This is a great quote from Ben Franklin around individuals and relationships. I was catching up last week with a cool healthtech entrepreneur, Sundeep Bhan of NYC based Medivo (who recently raised a nice Series A $7M+ financing round led by Safeguard Scientific). We talked about a bunch of things, professional and personal, and about healthIT/HealthTech start-ups and innovation primarily (shocking I know). We both agreed there was a lot of activity was happening in this space, and it is a good time to be fundraising in this market if you’re a healthtech entrepreneur (as evidenced by this list of digital health companies receiving at least $2M in funding in 2011 as compiled by Rock Health, who has done some cool work in terms of compiling resources and data in this emerging sector of healthcare). However, just because you’re a start-up or a healthtech entrepreneur, that doesn’t guarantee fundraising is a given or easy. Sundeep shared his thoughts about how there are 3 simple rules that apply to fundraising, and they also apply in much of the same way to relationships. Having written about fundraising before in a previous blog (Shall We Dance) and likening the approach to middle school kids and dynamics around dancing/relationships, I was keen on teasing this thread out a bit further (with Sundeep’s blessing).
You basically have three key and simple considerations that apply to fundraising (and relationships) and need all three to work in your favor to optimize for success. If any single one consideration isn’t in your favor, it can result in failure for fundraising or a relationship.
1) YOU: You really can’t take this personally, but look - it could be just that YOU and the investor don’t click. A lot of early stage investing decisions are made based on team, and it’s important that beyond the necessary things YOU need to bring to the table (background, passion, hustle, etc.), that YOU click with the investor. Same as in relationships, you must first off know what you’re looking for or what you like (some type of criteria around what you’re interested in) in order to get started. Once you got that figured out, for some people that connection with another happens right off the bat. For others, it takes a few tries, a few more dates to figure each other out. And sometimes, YOU need to be prepared for the “it’s not YOU, it’s me” line and roll with it. As Ben Franklin basically says in the quote above, if you’re thinking about how the relationship “would be great if only s/he would change <fill in the blank>”, then you might be better served moving on.
2) IDEA: You need to be working on a compelling IDEA and opportunity. You must be able to clearly communicate what the opportunity and IDEA you have is. This clear articulation of vision, approach, and value proposition is essential if you are going to obtain funding. As it relates to relationships, the IDEA is basically the DTR (note - I’m not advocating when is the right time to even have the DTR, because as most know - even suggesting a DTR conversation can cause a relationship to explode). It’s key to explore what kind of IDEA you have for a relationship at this stage: exploring, casually dating, exclusively dating, marriage? For both fundraising and relationships, it’s best to be open and as honest as possible, and not hide information or thoughts. Life is short, and I believe everyone owes it to themselves to be honest with themselves first, and then to those around them. You shouldn’t oversell or undersell YOURSELF or the IDEA but you should be honest in your dealings to set the proper expectations.
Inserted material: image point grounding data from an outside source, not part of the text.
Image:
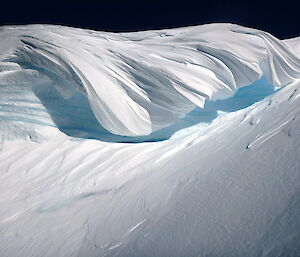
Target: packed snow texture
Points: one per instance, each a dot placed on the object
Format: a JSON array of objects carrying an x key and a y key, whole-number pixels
[{"x": 214, "y": 111}]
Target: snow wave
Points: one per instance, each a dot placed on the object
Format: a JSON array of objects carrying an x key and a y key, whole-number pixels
[{"x": 137, "y": 83}]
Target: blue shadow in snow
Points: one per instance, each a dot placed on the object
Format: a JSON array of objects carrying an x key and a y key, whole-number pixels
[{"x": 74, "y": 117}]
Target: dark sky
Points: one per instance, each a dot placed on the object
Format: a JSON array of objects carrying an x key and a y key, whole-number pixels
[{"x": 281, "y": 18}]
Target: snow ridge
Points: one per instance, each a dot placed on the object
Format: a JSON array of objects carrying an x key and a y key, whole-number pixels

3) TIME: this is probably the most important consideration, and worth analyzing across two dimensions. First - is it the right TIME in your NewCo’s life and development to be raising money, i.e. do you have just the proverbial cocktail napkin business plan, or have you already gotten two others full-time on board, have raised a little but of family/friends money, and have an alpha or beta to show? Second, is it a friendly TIME from a macro perspective to be raising money in your NewCo’s specific industry/sector? Right now, in 2011/2012 it’s a great time to be in the HealthTech space as there is a lot of excitement and opportunity in this area from an innovation perspective. In mid/late 2000, no matter how great YOU and your IDEA was, if it was in the internet/web space, you were not in an ideal macro environment for fundraising. As it relates to the relationship, as they say - it takes two to tango. You need to ask if YOU yourself are ready for a relationship at this TIME in your life (i.e. are you focused/obsessed on your career first, are you coming out of a serious break-up, etc.). And then the other person also needs to be at the right TIME in his/her life for the same relationship IDEA with YOU.
Well, I guess there is another consideration that also impacts things from a fundraising and relationship success perspective - luck. Of course, there are those that argue that one makes their own luck while others believe luck is random. I personally think it’s a bit of both… so no matter what, good luck, in all endeavors, personal and professional!